The Sentencing Commission amended Application Note 4 "to clarify under what circumstances defendants sentenced for violations of 18 U.S.C. § 924(c) in conjunction with convictions for other offenses may receive weapon enhancements contained in the guidelines for those other offenses." U.S.S.G. Manual app. C (Nov. 1, 2003) amend. 599. In its current form, Application Note 4 provides that "[i]f the . . . weapon that was possessed . . . in the course of the underlying offense also results in a conviction that would subject the defendant to an enhancement under § 2K1.3(b)(3) . . . or § 2K2.1(b)(6) . . ., do not apply that enhancement." Application Note 4, therefore, avoids duplicative punishment by proscribing weapons enhancements for conduct that is already accounted for in the sentencing calculus for related conduct. See U.S.S.G. § 2K2.4 cmt. n. 4 (2009). Terrell contends that application of the four-level enhancement for the victim's permanent or life-threatening injuries contravenes § 2K2.4 because that conduct "was already taken into account in determining [his] guideline range under § 2B3.1(b)(3)(c)." (Mot. Modification Sentence 4.)
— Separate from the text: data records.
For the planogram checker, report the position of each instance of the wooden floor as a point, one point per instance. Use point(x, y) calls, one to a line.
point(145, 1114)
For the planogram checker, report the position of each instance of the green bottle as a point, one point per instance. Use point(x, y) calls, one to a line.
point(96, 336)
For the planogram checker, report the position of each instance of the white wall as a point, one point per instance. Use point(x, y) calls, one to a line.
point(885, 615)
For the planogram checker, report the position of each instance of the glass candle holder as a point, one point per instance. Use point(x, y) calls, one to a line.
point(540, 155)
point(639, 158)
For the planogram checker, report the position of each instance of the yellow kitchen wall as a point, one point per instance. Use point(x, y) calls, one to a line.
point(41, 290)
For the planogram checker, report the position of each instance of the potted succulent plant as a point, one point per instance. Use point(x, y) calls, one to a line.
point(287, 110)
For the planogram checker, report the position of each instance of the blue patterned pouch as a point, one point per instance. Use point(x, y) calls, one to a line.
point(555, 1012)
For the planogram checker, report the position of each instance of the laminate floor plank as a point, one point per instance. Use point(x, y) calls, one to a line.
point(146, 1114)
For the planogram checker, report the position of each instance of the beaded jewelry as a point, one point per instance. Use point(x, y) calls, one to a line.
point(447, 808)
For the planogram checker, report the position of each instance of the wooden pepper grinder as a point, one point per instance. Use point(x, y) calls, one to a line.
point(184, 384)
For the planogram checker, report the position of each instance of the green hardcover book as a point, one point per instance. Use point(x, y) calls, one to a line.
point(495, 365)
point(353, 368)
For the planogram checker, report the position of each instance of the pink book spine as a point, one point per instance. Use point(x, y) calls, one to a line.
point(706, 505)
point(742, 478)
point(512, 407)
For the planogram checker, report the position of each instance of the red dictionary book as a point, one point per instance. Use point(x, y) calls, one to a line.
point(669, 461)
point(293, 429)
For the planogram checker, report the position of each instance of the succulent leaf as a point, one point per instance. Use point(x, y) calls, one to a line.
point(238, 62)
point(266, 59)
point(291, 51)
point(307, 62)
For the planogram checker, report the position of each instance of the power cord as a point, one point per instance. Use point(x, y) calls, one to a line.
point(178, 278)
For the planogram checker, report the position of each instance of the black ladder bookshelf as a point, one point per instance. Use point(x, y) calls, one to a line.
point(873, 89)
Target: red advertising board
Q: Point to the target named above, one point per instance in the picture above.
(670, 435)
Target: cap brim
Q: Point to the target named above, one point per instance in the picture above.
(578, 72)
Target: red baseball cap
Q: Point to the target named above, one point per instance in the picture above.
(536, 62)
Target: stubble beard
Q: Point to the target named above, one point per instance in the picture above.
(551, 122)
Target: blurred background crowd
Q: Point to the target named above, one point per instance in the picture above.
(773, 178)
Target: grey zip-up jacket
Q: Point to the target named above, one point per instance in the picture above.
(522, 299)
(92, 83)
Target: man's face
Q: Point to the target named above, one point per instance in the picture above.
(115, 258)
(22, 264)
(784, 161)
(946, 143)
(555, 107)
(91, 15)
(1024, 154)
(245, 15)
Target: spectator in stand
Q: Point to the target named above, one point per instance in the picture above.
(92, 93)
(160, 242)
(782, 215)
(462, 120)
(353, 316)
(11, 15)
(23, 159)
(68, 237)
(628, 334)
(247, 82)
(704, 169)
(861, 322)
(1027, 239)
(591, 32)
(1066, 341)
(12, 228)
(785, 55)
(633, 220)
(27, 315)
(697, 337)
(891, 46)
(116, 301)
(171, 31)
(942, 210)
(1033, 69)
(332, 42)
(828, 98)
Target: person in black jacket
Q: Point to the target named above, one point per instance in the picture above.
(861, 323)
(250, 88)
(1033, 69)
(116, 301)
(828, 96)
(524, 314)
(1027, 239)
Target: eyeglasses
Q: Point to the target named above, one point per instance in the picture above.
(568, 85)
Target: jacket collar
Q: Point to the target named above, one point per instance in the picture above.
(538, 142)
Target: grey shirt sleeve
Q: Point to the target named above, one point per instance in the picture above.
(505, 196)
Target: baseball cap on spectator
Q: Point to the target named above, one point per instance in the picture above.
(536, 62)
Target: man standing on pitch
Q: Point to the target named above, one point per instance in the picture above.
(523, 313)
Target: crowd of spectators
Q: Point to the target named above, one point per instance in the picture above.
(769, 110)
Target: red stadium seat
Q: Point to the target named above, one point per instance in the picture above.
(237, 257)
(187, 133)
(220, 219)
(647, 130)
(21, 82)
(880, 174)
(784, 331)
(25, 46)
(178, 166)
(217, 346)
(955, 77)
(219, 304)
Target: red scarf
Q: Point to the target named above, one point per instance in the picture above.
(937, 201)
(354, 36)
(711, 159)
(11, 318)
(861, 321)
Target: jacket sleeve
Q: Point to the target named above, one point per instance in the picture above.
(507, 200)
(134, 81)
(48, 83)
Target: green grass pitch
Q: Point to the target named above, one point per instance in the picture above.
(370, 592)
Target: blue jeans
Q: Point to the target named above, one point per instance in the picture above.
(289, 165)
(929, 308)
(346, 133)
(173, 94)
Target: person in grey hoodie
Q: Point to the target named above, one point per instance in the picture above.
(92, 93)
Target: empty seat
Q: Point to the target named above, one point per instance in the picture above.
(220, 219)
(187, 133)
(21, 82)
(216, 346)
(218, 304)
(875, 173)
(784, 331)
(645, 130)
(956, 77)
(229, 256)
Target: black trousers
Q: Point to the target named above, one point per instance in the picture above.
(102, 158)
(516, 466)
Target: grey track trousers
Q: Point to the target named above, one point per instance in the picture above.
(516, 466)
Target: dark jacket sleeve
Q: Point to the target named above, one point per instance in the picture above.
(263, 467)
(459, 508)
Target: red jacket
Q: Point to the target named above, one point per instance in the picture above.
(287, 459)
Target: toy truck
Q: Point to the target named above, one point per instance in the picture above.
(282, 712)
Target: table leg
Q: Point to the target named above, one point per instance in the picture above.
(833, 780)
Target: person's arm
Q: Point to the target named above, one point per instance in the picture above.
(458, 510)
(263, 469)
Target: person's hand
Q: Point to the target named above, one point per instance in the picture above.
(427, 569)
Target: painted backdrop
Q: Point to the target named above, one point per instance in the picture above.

Terrell's reliance on Amendment 599 and Application Note 4 is misplaced. As explained above, Amendment 599 was drafted to clarify the circumstances under which sentencing courts could impose a weapons enhancement. Here, the court imposed a four-level enhancement because the victim sustained permanent or life-threatening bodily injury. Terrell effectively asks the court to interpret Application Note 4 as imposing a bar not only to certain weapon enhancements, but also enhancements under § 2A2.1(b)(1)(A). The court declines to do so.
It is therefore
ORDERED that Terrell's motion for a reduction of sentence, docket number 94, is denied.
IT IS SO ORDERED.
Greenville, South Carolina November 3, 2010
NOTICE OF RIGHT TO APPEAL
MOvant is hereby notified that he has the right to appeal this order within the (10) days from the date hereof, pursuant to Rule 4 of the Federal Rules of Appellate Procedure.